Ein Grazer ist am Montag im Straflandesgericht vor einem Geschworenensenat gestanden, weil er im November 2023 seine Lebensgefährtin beinahe erwürgt haben soll. Da er als nicht zurechnungsfähig eingestuft wurde, gab es keine Anklage wegen versuchten Mordes, sondern nur einen Antrag auf Einweisung in ein forensisch-therapeutisches Zentrum. Kurz vor der Verhandlung hat das Opfer versucht, die massiven Anschuldigungen zurückzunehmen.

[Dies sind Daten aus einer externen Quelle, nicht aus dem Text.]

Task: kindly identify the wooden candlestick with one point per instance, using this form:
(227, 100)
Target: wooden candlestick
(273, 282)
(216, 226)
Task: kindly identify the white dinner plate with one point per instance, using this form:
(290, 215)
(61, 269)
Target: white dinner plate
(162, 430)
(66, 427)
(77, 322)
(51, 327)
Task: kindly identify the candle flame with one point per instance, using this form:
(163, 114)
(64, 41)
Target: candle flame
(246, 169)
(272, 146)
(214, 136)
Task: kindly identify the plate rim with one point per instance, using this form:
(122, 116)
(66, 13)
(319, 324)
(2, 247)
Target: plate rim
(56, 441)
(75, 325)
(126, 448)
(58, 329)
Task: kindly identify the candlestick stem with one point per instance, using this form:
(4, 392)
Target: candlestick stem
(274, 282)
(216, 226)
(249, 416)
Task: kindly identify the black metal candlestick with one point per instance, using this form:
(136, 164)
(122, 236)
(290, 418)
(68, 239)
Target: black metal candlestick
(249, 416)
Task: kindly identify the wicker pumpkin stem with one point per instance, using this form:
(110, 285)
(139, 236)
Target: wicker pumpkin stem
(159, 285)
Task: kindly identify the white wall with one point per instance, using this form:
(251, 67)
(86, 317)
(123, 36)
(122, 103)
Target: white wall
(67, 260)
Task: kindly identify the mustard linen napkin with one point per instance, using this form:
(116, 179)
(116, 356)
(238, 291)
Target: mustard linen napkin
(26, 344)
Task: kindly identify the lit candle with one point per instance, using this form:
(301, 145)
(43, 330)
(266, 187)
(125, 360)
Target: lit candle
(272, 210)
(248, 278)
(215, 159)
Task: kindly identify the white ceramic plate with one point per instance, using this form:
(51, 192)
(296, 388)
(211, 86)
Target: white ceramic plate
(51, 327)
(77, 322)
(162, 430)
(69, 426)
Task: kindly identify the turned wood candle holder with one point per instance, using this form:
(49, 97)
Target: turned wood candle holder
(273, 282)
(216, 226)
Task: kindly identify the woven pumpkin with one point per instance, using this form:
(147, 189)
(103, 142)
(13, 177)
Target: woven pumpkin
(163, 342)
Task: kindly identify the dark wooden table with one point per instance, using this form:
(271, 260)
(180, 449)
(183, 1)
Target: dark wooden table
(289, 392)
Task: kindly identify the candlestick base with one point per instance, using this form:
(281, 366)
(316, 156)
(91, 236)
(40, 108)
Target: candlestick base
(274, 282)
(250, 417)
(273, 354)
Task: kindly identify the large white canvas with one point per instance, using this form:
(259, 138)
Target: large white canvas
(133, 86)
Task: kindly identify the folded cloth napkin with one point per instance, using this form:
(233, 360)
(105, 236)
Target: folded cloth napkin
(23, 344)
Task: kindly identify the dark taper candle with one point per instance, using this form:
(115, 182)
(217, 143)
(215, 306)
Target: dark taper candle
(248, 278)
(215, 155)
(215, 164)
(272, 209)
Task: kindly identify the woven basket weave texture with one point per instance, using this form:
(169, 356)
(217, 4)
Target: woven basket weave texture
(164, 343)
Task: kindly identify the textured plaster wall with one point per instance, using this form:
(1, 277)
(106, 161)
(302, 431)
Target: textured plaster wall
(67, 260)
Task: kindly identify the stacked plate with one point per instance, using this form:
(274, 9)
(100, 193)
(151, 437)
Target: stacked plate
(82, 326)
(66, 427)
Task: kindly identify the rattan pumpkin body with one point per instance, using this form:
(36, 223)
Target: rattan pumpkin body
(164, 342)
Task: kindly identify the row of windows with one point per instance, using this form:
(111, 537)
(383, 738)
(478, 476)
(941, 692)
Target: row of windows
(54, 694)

„Er hat am 30. November 2023 versucht, seine Lebensgefährtin zu erwürgen“, fand Ankläger Gilbert Zechner-Gfrerer zu Beginn ganz klare Worte. Er führte aus, dass das Paar, das seit 2012 zusammen ist, „immer wieder gewalttätige Auseinandersetzungen“ gehabt habe. Es gab auch Anzeigen, doch die hatte die Frau dann wieder zurückgezogen. Sie selbst sprach von einer „toxischen Beziehung“, erklärte der Staatsanwalt.
Schluss gemacht
Kurz vor der Tat hatte die Frau offenbar mit dem 55-Jährigen Schluss machen wollen. Er drohte daraufhin mit Suizid und gab vor, Tabletten geschluckt zu haben. Er wurde in die Nervenklinik gebracht, wo er am selben Tag wieder entlassen wurde. Zu Hause wollte er sich etwas kochen, schlief aber ein – wegen Schlafmangels und Alkohol, so seine Angaben dazu.
Als die ganze Wohnung verqualmt war, ging er zu der Frau ins Schlafzimmer, wo sie im Bett lag, neben sich das gemeinsame zweijährige Kind. Sie war in der Zwischenzeit wieder auf Facebook aktiv gewesen, was seine Eifersucht anstachelte. „Wenn ich dich nicht haben kann, soll dich keiner haben“, soll er nach ihren Angaben gesagt und sie am Hals gepackt und bis zur Bewusstlosigkeit gewürgt haben. Erst als er glaubte, dass sie tot sei, ließ er ab von ihr, führte der Ankläger aus. Sie kam wieder zu sich und konnte den Notruf wählen. „Sie starb glücklicherweise nicht“, beschrieb der Staatsanwalt. An der psychischen Erkrankung des Grazers hatte er keine Zweifel. „Er trug nichts dazu bei, ihren Tod zu verhindern“, meinte der Staatsanwalt.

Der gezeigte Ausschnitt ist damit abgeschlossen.